There’s no clear answer, but in an era of post-truth, journalists must make factual reporting their priority, rather than emotive sensationalism. If that’s what Stop Funding Hate aims to direct the far-right newspapers towards then so be it. One of the main influencers of public opinion is the media, and so if we can get rid of extensive and excessive emotive reporting, we may just see a return to the politics of fact which we desperately need.

The answer lies in change and challenge, rather than dismissal. As the spoof reporter Jonathan Pie argues in his video on Trump’s victory, the left cannot continue to shut down political debate by hurling insults at individuals with controversial or opposing opinions, as that then leads to bottling their views up until they reach the only safe place they have: the polling booth.

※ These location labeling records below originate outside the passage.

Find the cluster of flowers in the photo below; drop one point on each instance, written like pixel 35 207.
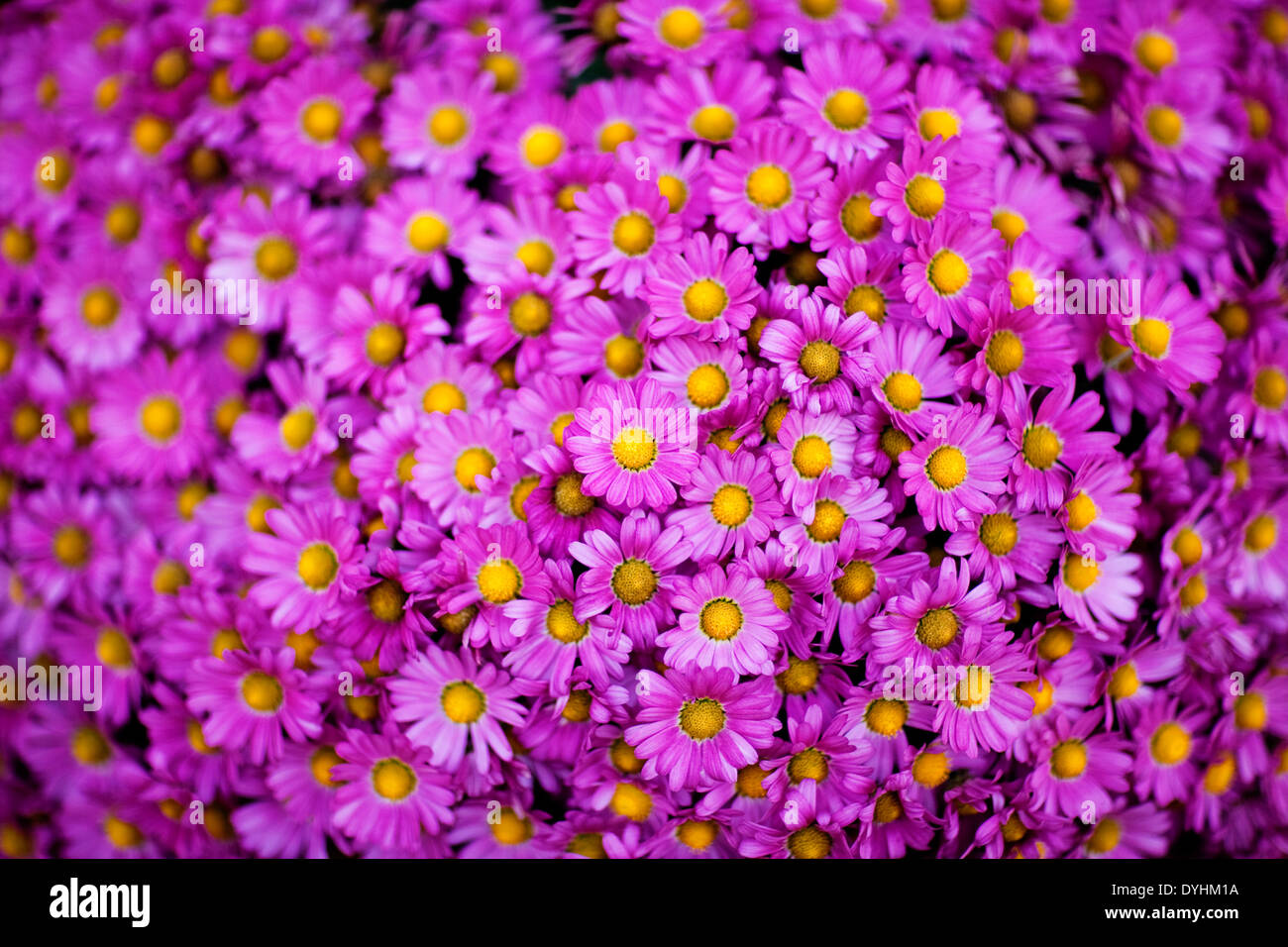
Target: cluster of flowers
pixel 764 428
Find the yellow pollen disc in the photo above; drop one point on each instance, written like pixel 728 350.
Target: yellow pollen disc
pixel 1042 447
pixel 318 566
pixel 1042 693
pixel 1249 711
pixel 828 519
pixel 536 256
pixel 568 497
pixel 17 245
pixel 1005 354
pixel 275 258
pixel 1009 224
pixel 320 766
pixel 769 187
pixel 123 222
pixel 1124 682
pixel 704 299
pixel 631 801
pixel 428 234
pixel 1270 388
pixel 999 532
pixel 1194 591
pixel 463 702
pixel 449 125
pixel 623 356
pixel 1153 337
pixel 632 234
pixel 820 361
pixel 99 307
pixel 562 625
pixel 269 44
pixel 160 418
pixel 121 834
pixel 1261 534
pixel 730 506
pixel 622 755
pixel 867 299
pixel 1170 744
pixel 938 121
pixel 256 518
pixel 858 221
pixel 811 457
pixel 1080 578
pixel 531 315
pixel 1154 52
pixel 634 581
pixel 168 578
pixel 542 146
pixel 681 27
pixel 894 442
pixel 857 581
pixel 930 770
pixel 226 639
pixel 938 628
pixel 902 390
pixel 1164 125
pixel 1106 836
pixel 702 719
pixel 473 462
pixel 614 134
pixel 800 678
pixel 71 547
pixel 697 835
pixel 511 830
pixel 393 780
pixel 923 196
pixel 810 841
pixel 945 468
pixel 634 449
pixel 151 134
pixel 498 579
pixel 321 120
pixel 782 594
pixel 846 110
pixel 1068 759
pixel 887 716
pixel 947 273
pixel 720 618
pixel 262 692
pixel 713 123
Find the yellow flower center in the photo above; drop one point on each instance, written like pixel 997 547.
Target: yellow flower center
pixel 681 27
pixel 720 618
pixel 945 467
pixel 923 196
pixel 811 457
pixel 713 123
pixel 634 581
pixel 947 273
pixel 938 628
pixel 846 110
pixel 769 187
pixel 318 566
pixel 704 299
pixel 1069 759
pixel 449 125
pixel 634 449
pixel 702 719
pixel 632 234
pixel 1041 447
pixel 262 692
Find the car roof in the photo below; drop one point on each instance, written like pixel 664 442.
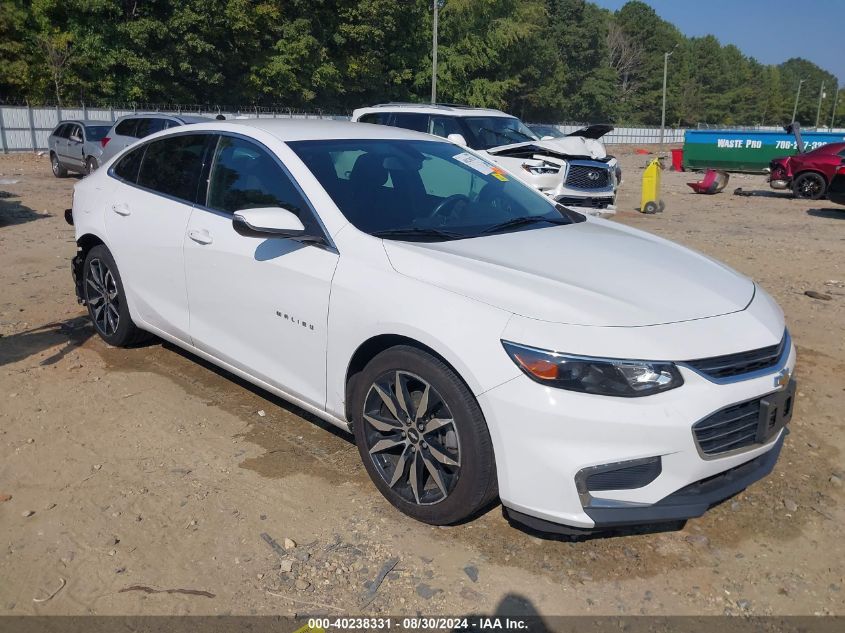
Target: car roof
pixel 85 122
pixel 448 109
pixel 310 129
pixel 184 118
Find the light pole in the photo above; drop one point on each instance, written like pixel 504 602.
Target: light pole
pixel 436 4
pixel 663 109
pixel 819 111
pixel 797 94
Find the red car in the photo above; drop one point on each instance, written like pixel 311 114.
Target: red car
pixel 808 174
pixel 836 191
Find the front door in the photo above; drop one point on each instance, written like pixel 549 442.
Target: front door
pixel 146 224
pixel 259 304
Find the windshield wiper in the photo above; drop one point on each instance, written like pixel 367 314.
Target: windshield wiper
pixel 529 219
pixel 417 232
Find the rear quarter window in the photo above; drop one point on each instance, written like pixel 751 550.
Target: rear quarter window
pixel 411 121
pixel 126 127
pixel 150 126
pixel 127 167
pixel 172 166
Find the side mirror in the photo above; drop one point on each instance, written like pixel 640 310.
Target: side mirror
pixel 268 222
pixel 458 139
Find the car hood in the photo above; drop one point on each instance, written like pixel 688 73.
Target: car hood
pixel 566 147
pixel 591 273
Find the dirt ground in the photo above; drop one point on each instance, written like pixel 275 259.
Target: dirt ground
pixel 134 472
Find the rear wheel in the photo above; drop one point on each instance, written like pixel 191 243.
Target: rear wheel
pixel 58 170
pixel 809 186
pixel 106 300
pixel 422 437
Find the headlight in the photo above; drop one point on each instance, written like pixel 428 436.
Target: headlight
pixel 540 167
pixel 603 376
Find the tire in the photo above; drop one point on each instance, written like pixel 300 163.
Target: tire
pixel 809 186
pixel 56 166
pixel 102 289
pixel 449 436
pixel 90 165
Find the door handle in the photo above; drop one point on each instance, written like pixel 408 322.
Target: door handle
pixel 200 237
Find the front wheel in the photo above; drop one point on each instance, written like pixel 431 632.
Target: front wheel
pixel 106 299
pixel 422 437
pixel 809 186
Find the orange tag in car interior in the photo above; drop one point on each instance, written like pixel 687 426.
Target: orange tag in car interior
pixel 499 174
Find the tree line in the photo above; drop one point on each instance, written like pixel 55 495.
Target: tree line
pixel 550 60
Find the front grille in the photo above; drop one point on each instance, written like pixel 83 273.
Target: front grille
pixel 594 203
pixel 587 177
pixel 729 429
pixel 731 365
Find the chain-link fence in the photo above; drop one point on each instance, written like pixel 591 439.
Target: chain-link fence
pixel 27 128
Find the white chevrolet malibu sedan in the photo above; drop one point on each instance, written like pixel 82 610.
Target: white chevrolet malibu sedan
pixel 479 340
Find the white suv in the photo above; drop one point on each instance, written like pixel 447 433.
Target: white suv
pixel 575 170
pixel 399 286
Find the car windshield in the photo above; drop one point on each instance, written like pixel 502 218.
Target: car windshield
pixel 547 130
pixel 424 190
pixel 492 131
pixel 96 132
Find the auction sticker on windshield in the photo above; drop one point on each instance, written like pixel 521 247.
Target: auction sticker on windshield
pixel 481 166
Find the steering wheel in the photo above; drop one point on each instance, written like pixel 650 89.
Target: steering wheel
pixel 447 204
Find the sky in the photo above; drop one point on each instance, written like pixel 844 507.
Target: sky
pixel 771 31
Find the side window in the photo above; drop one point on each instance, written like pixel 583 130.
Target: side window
pixel 172 166
pixel 444 126
pixel 150 126
pixel 126 127
pixel 380 118
pixel 245 176
pixel 411 121
pixel 127 167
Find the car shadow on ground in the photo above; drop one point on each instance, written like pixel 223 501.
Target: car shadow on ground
pixel 73 332
pixel 13 212
pixel 764 193
pixel 834 213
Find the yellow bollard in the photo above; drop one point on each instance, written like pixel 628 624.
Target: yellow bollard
pixel 650 201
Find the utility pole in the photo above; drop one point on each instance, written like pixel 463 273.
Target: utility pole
pixel 819 111
pixel 663 109
pixel 797 94
pixel 434 53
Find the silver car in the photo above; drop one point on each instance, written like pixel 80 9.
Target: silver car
pixel 129 129
pixel 76 146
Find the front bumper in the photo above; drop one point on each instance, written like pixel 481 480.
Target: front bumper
pixel 545 437
pixel 687 503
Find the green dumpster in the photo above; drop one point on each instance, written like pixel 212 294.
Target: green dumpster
pixel 746 150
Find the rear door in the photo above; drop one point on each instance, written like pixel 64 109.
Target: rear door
pixel 146 226
pixel 259 304
pixel 75 147
pixel 59 138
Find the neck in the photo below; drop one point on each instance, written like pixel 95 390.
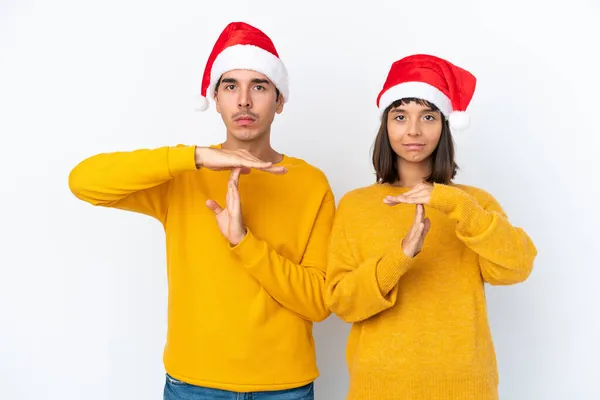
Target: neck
pixel 411 174
pixel 259 147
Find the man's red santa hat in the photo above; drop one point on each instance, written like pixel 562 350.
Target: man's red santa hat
pixel 242 46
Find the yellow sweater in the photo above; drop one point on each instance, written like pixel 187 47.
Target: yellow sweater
pixel 238 318
pixel 420 329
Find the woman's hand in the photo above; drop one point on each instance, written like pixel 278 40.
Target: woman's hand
pixel 413 242
pixel 420 194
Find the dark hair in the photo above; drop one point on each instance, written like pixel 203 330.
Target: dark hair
pixel 219 84
pixel 444 167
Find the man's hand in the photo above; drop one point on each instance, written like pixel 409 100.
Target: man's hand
pixel 230 219
pixel 413 242
pixel 220 159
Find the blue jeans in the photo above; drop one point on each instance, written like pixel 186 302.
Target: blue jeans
pixel 178 390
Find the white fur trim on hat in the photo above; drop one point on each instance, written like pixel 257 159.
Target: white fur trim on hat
pixel 253 58
pixel 420 90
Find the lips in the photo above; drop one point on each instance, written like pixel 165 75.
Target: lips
pixel 244 120
pixel 414 146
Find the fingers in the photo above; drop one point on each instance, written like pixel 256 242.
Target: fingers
pixel 214 206
pixel 234 176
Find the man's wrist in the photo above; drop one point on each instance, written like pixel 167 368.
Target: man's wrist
pixel 198 156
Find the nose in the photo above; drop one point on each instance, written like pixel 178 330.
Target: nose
pixel 414 128
pixel 244 100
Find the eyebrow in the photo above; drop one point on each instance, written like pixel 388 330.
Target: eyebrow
pixel 255 80
pixel 398 110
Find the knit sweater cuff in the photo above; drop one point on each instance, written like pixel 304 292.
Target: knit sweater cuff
pixel 250 250
pixel 391 267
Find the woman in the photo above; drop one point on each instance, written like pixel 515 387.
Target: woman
pixel 409 255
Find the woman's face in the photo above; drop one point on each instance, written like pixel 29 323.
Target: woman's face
pixel 414 131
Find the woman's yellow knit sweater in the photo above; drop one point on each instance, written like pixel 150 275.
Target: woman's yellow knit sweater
pixel 420 329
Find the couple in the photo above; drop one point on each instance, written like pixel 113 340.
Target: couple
pixel 257 250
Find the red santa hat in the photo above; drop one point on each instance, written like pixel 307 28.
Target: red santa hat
pixel 242 46
pixel 433 79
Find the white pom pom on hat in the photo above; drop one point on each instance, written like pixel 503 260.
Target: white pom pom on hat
pixel 434 79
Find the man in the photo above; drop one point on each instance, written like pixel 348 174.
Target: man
pixel 246 229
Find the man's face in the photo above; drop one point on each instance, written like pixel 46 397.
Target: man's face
pixel 247 101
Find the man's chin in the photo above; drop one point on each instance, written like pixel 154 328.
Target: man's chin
pixel 246 134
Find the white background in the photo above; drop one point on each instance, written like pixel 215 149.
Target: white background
pixel 83 290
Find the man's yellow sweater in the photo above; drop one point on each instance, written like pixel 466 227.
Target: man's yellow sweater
pixel 420 328
pixel 239 318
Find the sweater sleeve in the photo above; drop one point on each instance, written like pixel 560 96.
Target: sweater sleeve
pixel 131 180
pixel 359 289
pixel 506 252
pixel 298 287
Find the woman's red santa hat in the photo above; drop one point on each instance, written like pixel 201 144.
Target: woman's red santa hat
pixel 433 79
pixel 242 46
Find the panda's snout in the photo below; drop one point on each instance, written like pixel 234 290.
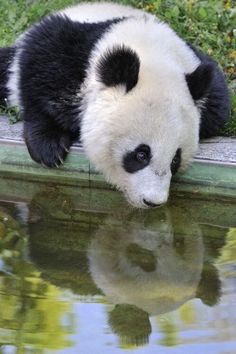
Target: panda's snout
pixel 151 204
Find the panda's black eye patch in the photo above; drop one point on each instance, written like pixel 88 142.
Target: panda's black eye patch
pixel 175 164
pixel 137 159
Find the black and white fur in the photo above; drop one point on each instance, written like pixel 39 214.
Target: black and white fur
pixel 134 92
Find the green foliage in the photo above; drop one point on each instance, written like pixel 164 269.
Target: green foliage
pixel 209 25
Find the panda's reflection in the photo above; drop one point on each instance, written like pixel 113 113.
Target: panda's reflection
pixel 146 264
pixel 152 267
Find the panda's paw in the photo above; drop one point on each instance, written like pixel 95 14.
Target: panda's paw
pixel 49 150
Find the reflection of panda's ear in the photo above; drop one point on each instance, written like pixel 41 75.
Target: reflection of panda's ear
pixel 199 82
pixel 209 287
pixel 119 65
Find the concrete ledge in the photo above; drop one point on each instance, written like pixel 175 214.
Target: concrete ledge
pixel 213 172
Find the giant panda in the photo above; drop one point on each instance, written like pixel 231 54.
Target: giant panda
pixel 137 95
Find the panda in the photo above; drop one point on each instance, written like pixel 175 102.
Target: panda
pixel 136 94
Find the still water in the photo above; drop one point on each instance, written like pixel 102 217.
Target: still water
pixel 94 282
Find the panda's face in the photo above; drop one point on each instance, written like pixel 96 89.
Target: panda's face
pixel 139 131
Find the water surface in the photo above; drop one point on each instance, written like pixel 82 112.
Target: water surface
pixel 90 281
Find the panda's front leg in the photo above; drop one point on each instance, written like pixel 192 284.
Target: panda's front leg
pixel 47 142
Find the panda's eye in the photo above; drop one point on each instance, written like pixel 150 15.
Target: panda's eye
pixel 137 159
pixel 175 164
pixel 142 156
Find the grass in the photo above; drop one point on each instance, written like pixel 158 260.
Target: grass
pixel 207 24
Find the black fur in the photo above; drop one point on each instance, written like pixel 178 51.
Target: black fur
pixel 6 55
pixel 119 65
pixel 53 65
pixel 136 160
pixel 200 81
pixel 216 110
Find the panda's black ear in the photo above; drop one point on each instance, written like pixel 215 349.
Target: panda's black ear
pixel 119 65
pixel 200 81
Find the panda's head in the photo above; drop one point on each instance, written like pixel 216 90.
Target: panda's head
pixel 141 121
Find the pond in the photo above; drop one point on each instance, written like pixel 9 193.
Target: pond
pixel 93 280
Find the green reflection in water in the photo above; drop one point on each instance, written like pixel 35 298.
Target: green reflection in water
pixel 142 263
pixel 31 309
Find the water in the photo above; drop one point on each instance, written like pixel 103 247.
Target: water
pixel 106 280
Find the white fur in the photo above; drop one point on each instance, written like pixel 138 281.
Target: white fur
pixel 158 111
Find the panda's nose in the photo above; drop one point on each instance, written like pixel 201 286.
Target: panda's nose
pixel 151 204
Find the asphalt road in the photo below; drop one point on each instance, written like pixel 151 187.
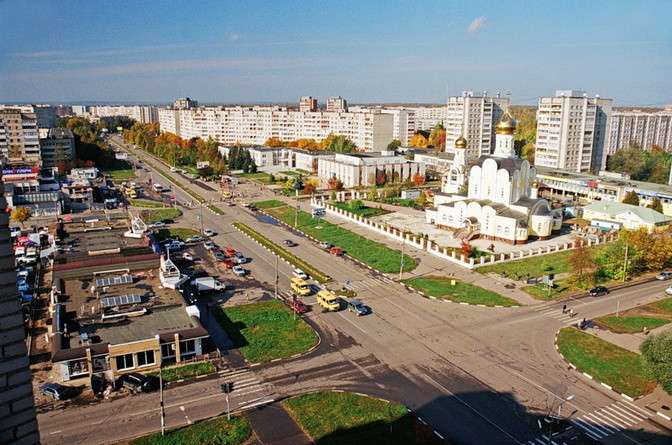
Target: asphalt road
pixel 476 375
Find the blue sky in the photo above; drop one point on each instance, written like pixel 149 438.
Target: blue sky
pixel 366 51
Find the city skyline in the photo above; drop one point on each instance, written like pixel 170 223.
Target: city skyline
pixel 418 52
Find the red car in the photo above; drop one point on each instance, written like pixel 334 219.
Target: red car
pixel 298 306
pixel 228 263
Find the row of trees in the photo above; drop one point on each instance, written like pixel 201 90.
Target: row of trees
pixel 642 165
pixel 334 143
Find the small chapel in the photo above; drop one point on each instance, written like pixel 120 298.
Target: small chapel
pixel 495 197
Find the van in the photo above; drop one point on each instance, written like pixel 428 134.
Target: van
pixel 300 286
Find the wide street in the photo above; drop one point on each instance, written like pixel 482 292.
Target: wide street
pixel 475 374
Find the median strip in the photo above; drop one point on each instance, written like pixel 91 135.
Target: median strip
pixel 282 253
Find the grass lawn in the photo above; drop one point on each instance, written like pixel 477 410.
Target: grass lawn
pixel 175 232
pixel 611 364
pixel 365 212
pixel 261 177
pixel 441 287
pixel 535 266
pixel 265 331
pixel 629 325
pixel 212 431
pixel 283 253
pixel 346 418
pixel 121 170
pixel 150 204
pixel 357 246
pixel 150 216
pixel 174 373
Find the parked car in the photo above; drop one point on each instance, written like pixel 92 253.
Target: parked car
pixel 599 290
pixel 664 276
pixel 300 274
pixel 298 306
pixel 357 307
pixel 56 391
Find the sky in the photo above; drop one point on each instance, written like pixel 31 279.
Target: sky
pixel 371 51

The Stop the Hate campaign is a wise move against tackling hatred in society, but whilst we can try to change the media outlets which influence public opinion (to an extent, a biased media does benefit a democracy), the one thing we cannot censor are the people with these opinions themselves. Otherwise, the silent voters will elect the right-wing candidate again and the sense of defeatism in society will become ever stronger.